To interrupt the transmission of the polio virus:
To the federal and provincial governments:

1. Commit to implementing the National Emergency Action Plan for Polio Eradication (NEAP) 2015-2016 by:
a) demonstrating continued commitment to the federal and provincial Emergency Operation Centres (EOC) structure that brings together program partners;

b) enhancing the coverage and quality of polio immunisation campaigns by ensuring oversight and accountability of district administrative heads and polio workers;

c) improving vaccine cold-chain and supply-management systems by training staff and replacing outdated and broken equipment down to the Union Council (UC) level;

d) strengthening and expanding surveillance mechanisms to monitor the presence and circulation of the virus and the onset of the disease; and

e) designing more comprehensive security assessments and plans.

2. Prioritise the safety and other requirements of polio workers by ensuring that:
a) threats and attacks on or harassment of vaccinators and health care workers are investigated and action taken against perpetrators;

b) salaries are provided in a timely fashion, including through the Direct Disbursement Mechanism that centralises all funding streams or any other payment mechanism; and

c) action is taken against any official who fails to provide timely information about workers involved in a campaign, thus delaying and at times preventing workers from being paid.

3. Foster greater community acceptance of polio eradication efforts by:
a) giving polio workers adequate tools, including educational and public information material and advocacy training, to engage mistrustful families and remove misconceptions;

b) mimimising dependence on direct and visible police protection, and expanding the program of hiring polio workers from communities and ensuring that they are protected by those communities;

c) refraining from using coercive methods, such as arresting parents or guardians, introducing legislation that encourages such methods, or, in the Federally Administered Tribal Areas (FATA), invoking the Frontier Crimes Regulation’s (FCR) collective responsibility clause; and

d) employing local NGOs with a track-record of working with vulnerable communities in polio-eradication programs.

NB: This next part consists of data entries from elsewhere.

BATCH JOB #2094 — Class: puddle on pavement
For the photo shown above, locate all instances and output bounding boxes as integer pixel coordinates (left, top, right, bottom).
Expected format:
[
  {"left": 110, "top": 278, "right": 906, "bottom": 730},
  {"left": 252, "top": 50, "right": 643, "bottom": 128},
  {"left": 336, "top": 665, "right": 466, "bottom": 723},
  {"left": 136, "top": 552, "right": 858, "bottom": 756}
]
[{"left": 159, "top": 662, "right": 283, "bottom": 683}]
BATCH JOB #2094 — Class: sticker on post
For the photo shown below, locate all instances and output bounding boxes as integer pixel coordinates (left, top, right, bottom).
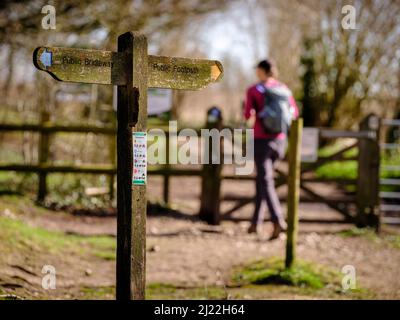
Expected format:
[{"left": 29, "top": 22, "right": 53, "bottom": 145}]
[{"left": 132, "top": 132, "right": 147, "bottom": 185}]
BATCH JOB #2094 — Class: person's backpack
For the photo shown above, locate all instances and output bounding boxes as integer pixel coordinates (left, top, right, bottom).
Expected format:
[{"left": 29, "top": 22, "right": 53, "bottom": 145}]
[{"left": 257, "top": 84, "right": 293, "bottom": 134}]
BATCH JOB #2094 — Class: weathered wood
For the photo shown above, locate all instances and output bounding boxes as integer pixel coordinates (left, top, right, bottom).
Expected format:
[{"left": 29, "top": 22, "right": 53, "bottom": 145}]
[
  {"left": 33, "top": 47, "right": 128, "bottom": 85},
  {"left": 285, "top": 118, "right": 303, "bottom": 268},
  {"left": 33, "top": 47, "right": 223, "bottom": 90},
  {"left": 148, "top": 56, "right": 223, "bottom": 90},
  {"left": 163, "top": 136, "right": 170, "bottom": 204},
  {"left": 199, "top": 108, "right": 223, "bottom": 225},
  {"left": 117, "top": 32, "right": 147, "bottom": 300},
  {"left": 116, "top": 33, "right": 135, "bottom": 300},
  {"left": 36, "top": 111, "right": 50, "bottom": 203},
  {"left": 128, "top": 33, "right": 148, "bottom": 300},
  {"left": 357, "top": 114, "right": 380, "bottom": 230}
]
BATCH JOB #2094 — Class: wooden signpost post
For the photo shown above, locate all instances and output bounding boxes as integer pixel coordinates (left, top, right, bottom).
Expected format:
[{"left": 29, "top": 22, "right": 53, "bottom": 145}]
[{"left": 33, "top": 32, "right": 223, "bottom": 300}]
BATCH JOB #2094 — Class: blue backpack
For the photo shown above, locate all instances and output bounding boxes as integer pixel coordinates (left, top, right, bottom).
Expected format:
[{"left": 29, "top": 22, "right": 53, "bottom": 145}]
[{"left": 257, "top": 84, "right": 293, "bottom": 134}]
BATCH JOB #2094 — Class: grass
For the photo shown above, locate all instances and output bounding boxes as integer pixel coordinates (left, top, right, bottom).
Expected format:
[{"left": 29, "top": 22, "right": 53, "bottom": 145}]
[
  {"left": 0, "top": 205, "right": 116, "bottom": 260},
  {"left": 233, "top": 258, "right": 374, "bottom": 299},
  {"left": 234, "top": 259, "right": 337, "bottom": 289}
]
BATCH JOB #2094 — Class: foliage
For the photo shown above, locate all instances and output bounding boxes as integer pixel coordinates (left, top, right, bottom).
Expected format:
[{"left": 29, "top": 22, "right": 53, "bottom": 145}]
[{"left": 234, "top": 259, "right": 338, "bottom": 289}]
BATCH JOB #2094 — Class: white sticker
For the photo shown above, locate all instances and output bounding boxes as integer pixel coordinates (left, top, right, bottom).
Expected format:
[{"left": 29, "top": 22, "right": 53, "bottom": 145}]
[
  {"left": 301, "top": 128, "right": 319, "bottom": 162},
  {"left": 132, "top": 132, "right": 147, "bottom": 185}
]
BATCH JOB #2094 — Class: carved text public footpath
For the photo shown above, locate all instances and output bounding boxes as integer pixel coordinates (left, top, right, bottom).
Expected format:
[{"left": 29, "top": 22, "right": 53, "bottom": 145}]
[
  {"left": 33, "top": 32, "right": 223, "bottom": 300},
  {"left": 152, "top": 63, "right": 199, "bottom": 75}
]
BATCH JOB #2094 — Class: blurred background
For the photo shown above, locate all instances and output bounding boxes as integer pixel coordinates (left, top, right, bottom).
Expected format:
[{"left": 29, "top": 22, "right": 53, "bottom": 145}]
[
  {"left": 0, "top": 0, "right": 400, "bottom": 300},
  {"left": 0, "top": 0, "right": 400, "bottom": 205}
]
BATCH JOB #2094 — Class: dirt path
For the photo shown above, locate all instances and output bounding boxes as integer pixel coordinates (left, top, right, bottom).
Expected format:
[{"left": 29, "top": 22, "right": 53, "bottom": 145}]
[{"left": 0, "top": 175, "right": 400, "bottom": 299}]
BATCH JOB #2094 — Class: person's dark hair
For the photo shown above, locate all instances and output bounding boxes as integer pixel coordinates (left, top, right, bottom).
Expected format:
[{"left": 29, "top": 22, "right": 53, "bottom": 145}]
[{"left": 257, "top": 59, "right": 274, "bottom": 74}]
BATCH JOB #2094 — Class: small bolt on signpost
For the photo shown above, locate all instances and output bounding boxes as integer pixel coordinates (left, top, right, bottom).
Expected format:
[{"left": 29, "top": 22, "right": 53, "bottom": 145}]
[{"left": 33, "top": 32, "right": 223, "bottom": 300}]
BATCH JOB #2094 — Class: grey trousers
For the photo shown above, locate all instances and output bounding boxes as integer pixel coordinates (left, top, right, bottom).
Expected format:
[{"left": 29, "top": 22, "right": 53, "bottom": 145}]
[{"left": 252, "top": 139, "right": 285, "bottom": 224}]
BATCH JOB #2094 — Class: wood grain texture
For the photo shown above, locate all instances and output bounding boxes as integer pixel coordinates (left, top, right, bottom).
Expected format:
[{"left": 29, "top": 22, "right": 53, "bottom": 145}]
[
  {"left": 285, "top": 118, "right": 303, "bottom": 268},
  {"left": 116, "top": 33, "right": 134, "bottom": 300},
  {"left": 148, "top": 56, "right": 223, "bottom": 90},
  {"left": 131, "top": 33, "right": 148, "bottom": 300},
  {"left": 33, "top": 47, "right": 127, "bottom": 85}
]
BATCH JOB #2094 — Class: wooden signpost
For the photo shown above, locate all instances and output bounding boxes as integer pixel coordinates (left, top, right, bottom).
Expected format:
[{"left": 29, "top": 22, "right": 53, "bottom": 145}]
[{"left": 33, "top": 32, "right": 223, "bottom": 300}]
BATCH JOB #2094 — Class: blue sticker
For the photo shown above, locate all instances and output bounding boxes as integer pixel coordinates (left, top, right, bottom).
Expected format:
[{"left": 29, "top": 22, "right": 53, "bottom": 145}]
[{"left": 40, "top": 49, "right": 53, "bottom": 69}]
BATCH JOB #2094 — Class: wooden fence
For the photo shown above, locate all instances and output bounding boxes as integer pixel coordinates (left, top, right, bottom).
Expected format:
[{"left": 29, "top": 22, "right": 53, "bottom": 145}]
[{"left": 0, "top": 111, "right": 380, "bottom": 227}]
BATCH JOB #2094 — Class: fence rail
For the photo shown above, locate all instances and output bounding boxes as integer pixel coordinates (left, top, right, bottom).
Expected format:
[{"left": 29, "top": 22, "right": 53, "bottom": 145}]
[{"left": 0, "top": 114, "right": 394, "bottom": 225}]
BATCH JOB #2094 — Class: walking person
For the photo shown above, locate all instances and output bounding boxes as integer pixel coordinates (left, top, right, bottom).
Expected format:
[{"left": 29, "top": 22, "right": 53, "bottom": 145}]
[{"left": 244, "top": 60, "right": 299, "bottom": 240}]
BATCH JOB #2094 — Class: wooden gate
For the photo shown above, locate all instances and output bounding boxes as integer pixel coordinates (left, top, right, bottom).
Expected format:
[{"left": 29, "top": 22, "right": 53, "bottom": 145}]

4. Supplement executive accountability of bureaucrats and polio workers with parliamentary oversight by setting up permanent subcommittees on polio under the National Assembly and Senate standing committees on national health services, regulations and coordination, and similar committees in the provincial parliaments.

5. Counter efforts to limit international NGOs’ (INGO) and local NGOs’ operational space and take the lead, with civil society input, in forging any future law for regulating such organisations.
To durably transition out of polio-endemic status:

To the federal and provincial governments:

6. Raise routine immunisation coverage and overall population immunity levels by strengthening the Expanded Program on Immunisation (EPI).

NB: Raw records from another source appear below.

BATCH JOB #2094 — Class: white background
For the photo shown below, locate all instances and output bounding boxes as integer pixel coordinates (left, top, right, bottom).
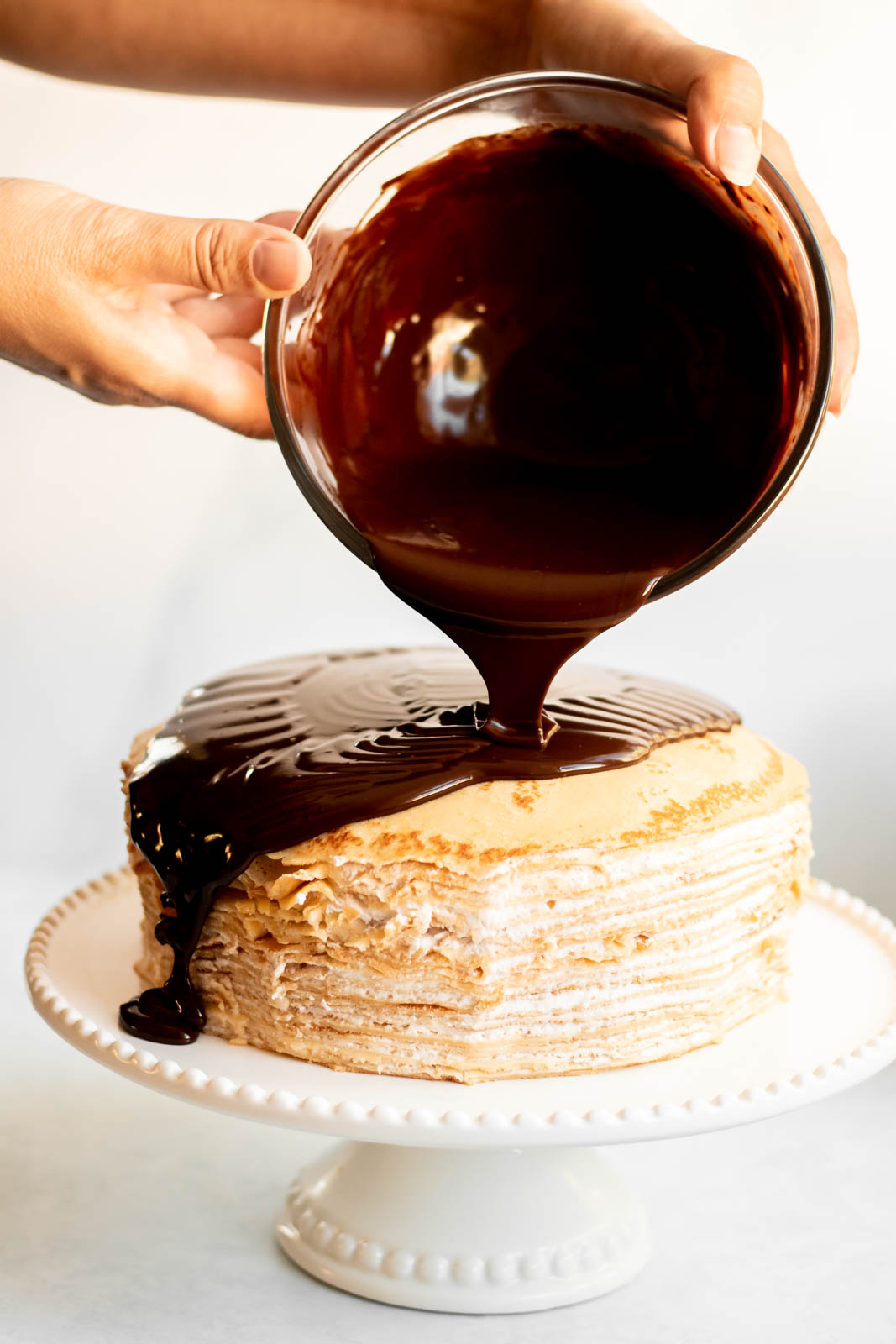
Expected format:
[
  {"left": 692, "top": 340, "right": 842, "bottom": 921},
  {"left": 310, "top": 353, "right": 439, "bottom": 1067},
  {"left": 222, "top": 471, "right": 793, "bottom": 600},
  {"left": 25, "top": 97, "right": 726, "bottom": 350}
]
[{"left": 0, "top": 0, "right": 896, "bottom": 1344}]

7. Provide accessible, non-discriminatory, quality immunisation and health care services.

8. Enhance communication and cooperation with Afghanistan on public health surveillance and response to outbreaks of polio.

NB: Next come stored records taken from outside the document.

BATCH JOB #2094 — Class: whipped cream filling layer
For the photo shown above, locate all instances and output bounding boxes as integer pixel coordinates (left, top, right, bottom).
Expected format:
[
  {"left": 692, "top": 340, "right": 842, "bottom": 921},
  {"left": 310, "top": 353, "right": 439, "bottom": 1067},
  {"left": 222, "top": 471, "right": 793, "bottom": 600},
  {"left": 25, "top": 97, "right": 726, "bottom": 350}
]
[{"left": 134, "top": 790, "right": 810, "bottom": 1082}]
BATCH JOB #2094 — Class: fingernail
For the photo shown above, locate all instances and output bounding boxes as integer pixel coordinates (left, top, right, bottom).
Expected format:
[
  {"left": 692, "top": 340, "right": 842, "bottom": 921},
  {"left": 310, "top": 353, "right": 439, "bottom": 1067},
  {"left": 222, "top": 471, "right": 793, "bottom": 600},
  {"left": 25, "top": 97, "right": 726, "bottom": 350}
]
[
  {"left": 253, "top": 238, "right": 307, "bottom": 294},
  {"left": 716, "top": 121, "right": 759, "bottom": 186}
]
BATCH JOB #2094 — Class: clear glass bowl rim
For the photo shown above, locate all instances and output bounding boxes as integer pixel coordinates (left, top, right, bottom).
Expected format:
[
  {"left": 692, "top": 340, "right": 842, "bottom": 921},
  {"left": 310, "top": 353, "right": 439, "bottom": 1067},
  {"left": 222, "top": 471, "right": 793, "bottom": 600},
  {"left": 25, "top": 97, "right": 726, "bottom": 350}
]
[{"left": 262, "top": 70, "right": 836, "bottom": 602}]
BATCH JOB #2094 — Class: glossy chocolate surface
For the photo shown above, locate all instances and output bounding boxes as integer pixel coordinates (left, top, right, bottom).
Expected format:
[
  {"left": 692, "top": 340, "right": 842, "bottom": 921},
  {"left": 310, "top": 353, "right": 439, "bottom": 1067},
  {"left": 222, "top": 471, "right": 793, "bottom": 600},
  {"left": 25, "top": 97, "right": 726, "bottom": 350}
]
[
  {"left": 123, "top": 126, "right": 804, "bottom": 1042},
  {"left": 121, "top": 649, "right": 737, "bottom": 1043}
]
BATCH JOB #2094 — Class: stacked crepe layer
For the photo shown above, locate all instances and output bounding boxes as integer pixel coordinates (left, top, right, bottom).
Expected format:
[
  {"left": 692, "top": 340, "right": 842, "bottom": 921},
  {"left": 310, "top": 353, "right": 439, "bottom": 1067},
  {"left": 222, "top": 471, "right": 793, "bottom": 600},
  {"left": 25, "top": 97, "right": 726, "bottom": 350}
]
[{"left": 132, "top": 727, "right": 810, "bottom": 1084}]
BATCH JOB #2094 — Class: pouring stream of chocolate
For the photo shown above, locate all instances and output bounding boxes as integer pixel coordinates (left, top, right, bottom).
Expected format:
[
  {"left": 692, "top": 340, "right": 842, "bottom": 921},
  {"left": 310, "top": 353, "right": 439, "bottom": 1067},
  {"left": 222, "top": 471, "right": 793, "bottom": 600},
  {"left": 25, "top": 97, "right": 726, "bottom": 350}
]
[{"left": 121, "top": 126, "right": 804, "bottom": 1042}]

To the international community, particularly donor countries:

9. Build federal and provincial governments’ capacity to provide citizens with accessible, non-discriminatory, high quality immunisation and health care services, including by persuading them to:
a) reject coercive measures in immunisation campaigns countrywide, and more specifically in the FATA context through the FCR; and ensure instead that there is community participation in donor-funded campaigns; and

b) ensure that NGOs, local and international, are not restricted in their ability to access vulnerable populations.